For the following treetop grammer, when parsing '3/14/01' (via t = Parser.parse('3/14/01')
in irb), I get a "TypeError: wrong argument type Class (expected Module)".
grammar SimpleDate
rule dateMDY
whitespace? month_part ( '/' / '-') day_part ( ('/' / '-') year_part)? whitespace? <DateMDY>
end
rule month_part
( ( '1' [0-2] ) / ( '0'? [1-9] ) ) <MonthLiteral>
end
rule day_part
( ( [12] [0-9] ) / ( '3' [0-1] ) / ( '0'? [1-9] ) ) <DayLiteral>
end
rule year_part
( ( '1' '9' ) / ( '2' [01] ) )? [0-9] [0-9] <YearLiteral> # 1900 through 2199 (4 digit)
end
rule whitespace
[\s]+
end
end
First,
if I comment out the <MonthLiteral>
and the <DayLiteral>
class references, all is well. Commenting out <DateMDY>
, but leaving those Literal objects in, will also issue the error. Commenting out <YearLiteral>
does not seem to matter (it'll work or not work regardless) -- that seems to indicate that because the first two are non-terminal, I can't produce elements for them.

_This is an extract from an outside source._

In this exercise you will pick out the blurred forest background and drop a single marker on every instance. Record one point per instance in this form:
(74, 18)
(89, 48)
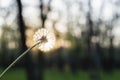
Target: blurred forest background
(87, 39)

There is clearly something I'm not appreciating about how Ruby (or treetop) is instantiating these classes or about AST generation that would explain what happens. Can you explain or point me to something that can help me understand why <MonthLiteral>
or <DayLiteral>
can't have objects generated?
Second,
this may be a bridge too far, but what I'd really prefer would be to get a DateMDY
object with three attributes -- month, day, and year -- so I can readily produce a Ruby Time
object from a method to_time
in DateMDY
, but right now I'd settle for just producing the constituent pieces as objects.
So I tried leaving <DateMDY>
as the object and commented out the references to <MonthLiteral>
, <DayLiteral>
, and <YearLiteral>
. I saw that the resulting AST object returned from .parse
(t
in my original example) has two public methods -- :day_part
and :month_part
but those seem to be nil when I invoke those (say, puts t.day_part
) and there is no :year_part
method, so that didn't seem to help me out.
Is it possible to do somehow have DateMDY
end up accessing its constituent parts?
FYI, the Parser
code itself I'm using is pretty standard stuff from the treetop tutorials and the node_extensions.rb
that defines the object classes is also trivial, but I can post those too if you need to see those.
Thanks! Richard
The error message is telling you exactly what you did wrong. There's only a restricted set of places where you can use a Class this way. When it's allowed, the Class must be a subclass of SyntaxNode. Normally however you should use a Module, which is extend()ed into the SyntaxNode that has been created by an inner rule. The difference in the case of YearLiteral is it does not wrap a parenthesised sequence the way Month and Day literal do. This parenthesised sequence returns an existing SyntaxNode, which cannot be extend()ed with another Class, only with a Module, so you get the TypeError.
As for your second question, the DateMDY object you want should almost certainly not be a SyntaxNode - since all SyntaxNodes retain references to all their child SyntaxNodes and to the input string - this is the parser internals we're talking about. Do you really want to expose bits of the parser internals to the outside world?
Instead, you should arrange for the appropriate syntax node to be visited after the parse has completed, by calling a function that returns your domain object type constructed using the substrings identified and saved by these parser objects. It's best to add these functions to traverse down from your topmost rule, rather than trying to traverse the parse tree "from the outside".
You can do this by adding a block into your top rule, like this (assuming you have an appropriate DateMDY class). When you have a successful parse tree, get your DateMDY by calling "tree.result":
rule dateMDY
whitespace? month_part ( '/' / '-') day_part y:( ('/' / '-') year_part)? whitespace?
{
def result
DateMDY.new(y.empty? ? nil : y.year_part.text_value.to_i,
month_part.text_value.to_i,
day_part.text_value.to_i)
end
}
end
Of course, it's cleaner to add separate result methods for year_part, month_part and day_part; this is just an intro to how to add these methods.